18 Mart 2009 Çarşamba

Bilginin paylaşımı ve W3C

Bazı bilgiler vardır ki bilginin sahibi bunu paylaşmak istemez. Usta bir aşçının özel bir yemeğinin tarifi, bir yazılımcının eserinde kullandığı derlenmemiş kaynak kodlar veya bir içecek üreticisinin ürününde kullandığı malzemelerin karışım oranları örnek olarak verilebilir. Kişi kurum ve kuruluşlar bu tür bilgileri sır gibi saklama eğilimdedirler.

Yukarıda belirtilenlerin aksine, sahipleri, bazı bilgileri özellikle paylaşmak ve duyurmak istemektedir. Kişisel düşünceler, yeni bir ürünün resimleri ve özelliklerini içeren tanıtım haberleri, bir işletmenin kaynaklarındaki artışları belgeleyen veriler veya sertifikalar gibi.

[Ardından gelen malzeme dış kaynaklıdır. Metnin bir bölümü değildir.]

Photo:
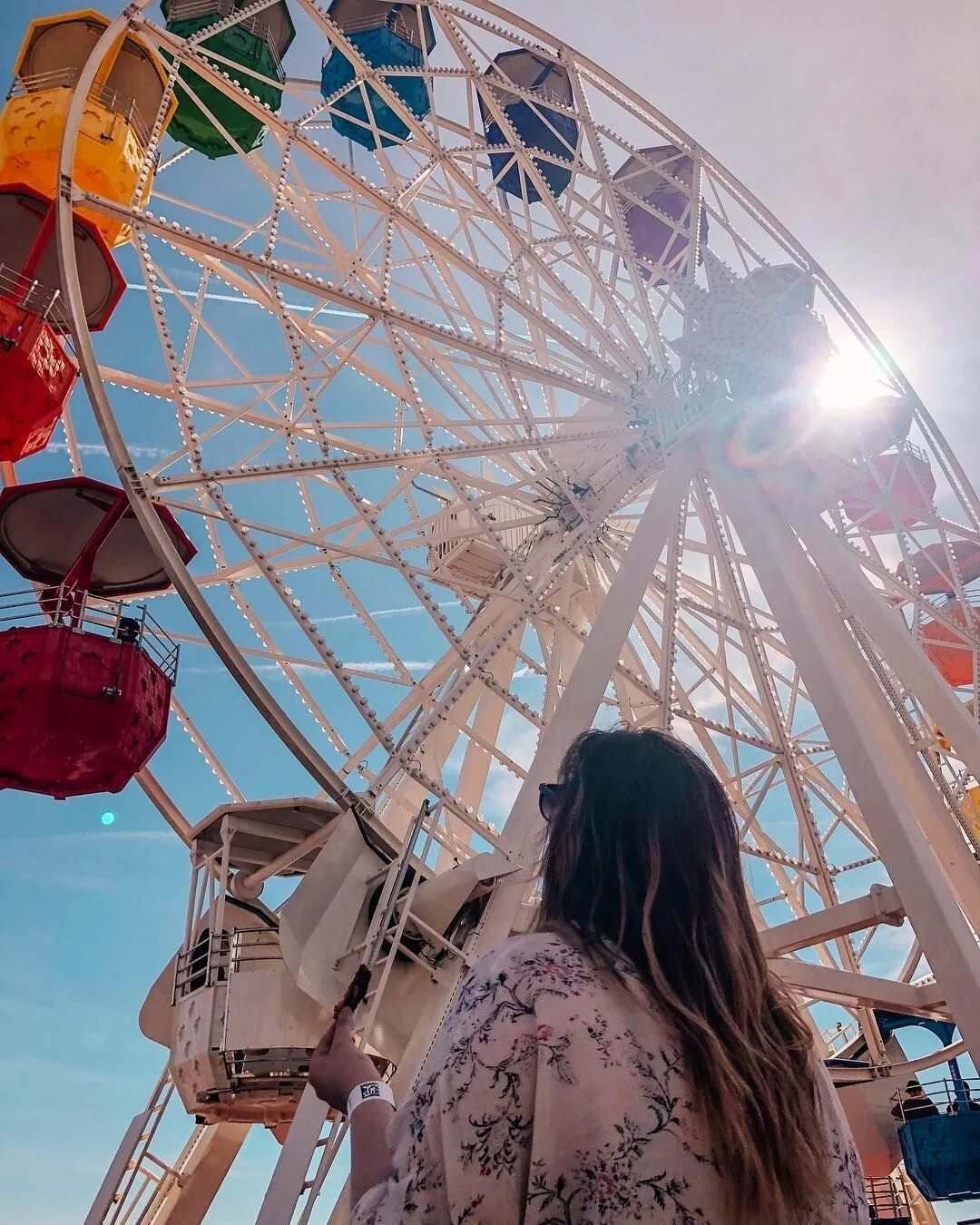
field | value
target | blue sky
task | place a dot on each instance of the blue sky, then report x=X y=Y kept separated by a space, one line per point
x=848 y=126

Bilgiyi saklama ve güvenlik gereksinimi şifreleme (cryptography) gibi alanların gelişiminin önünü açaken, bilgiyi duyurma gereksinimi ise erişilebilirlik ve bulunabilirlik (findability) gibi kavramların gelişimine neden olmuştur.

Yeni sayısal dünyada bilgi güvenliği yanında, bulunabilmek için de ciddi çabalar harcanmaktadır. Bankalar, bilginin güvenliği için büyük kaynaklar ayırırken, bir yandan da yeni ürün ve hizmetlerini müşterilerine duyurabilmek için yine büyük maliyetlere katlanabiliyorlar. Diğer bir örnek ise, gerçek isimlerini ve telefon numaralarını gizleme çabasında olan insanların, kişisel günceleriyle, internet ortamında görüş ve düşüncelerini tüm dünya ile paylaşmaya çalışmalarıdır.

Demek bilginin güvenliğini sağlamak kadar, paylaşılmak istenenlerin de erişilebilir ve bulunabilir olmasını sağlamak önem kazanıyor. Bugüne kadar bu doğal ihtiyacı, açık kaynaklı standartlar geliştiren W3C, ("World Wide Web Consortium" Türkçesiyle "Dünya çapında ağ birliği") karşılamaya çalıştı. Günümüzde W3C'nin bu çabası, yeni ihtiyaçların yeni standartlarla karşılanması ve mevcut olanların geliştirilmesi üzerine yoğunlaşmış durumda.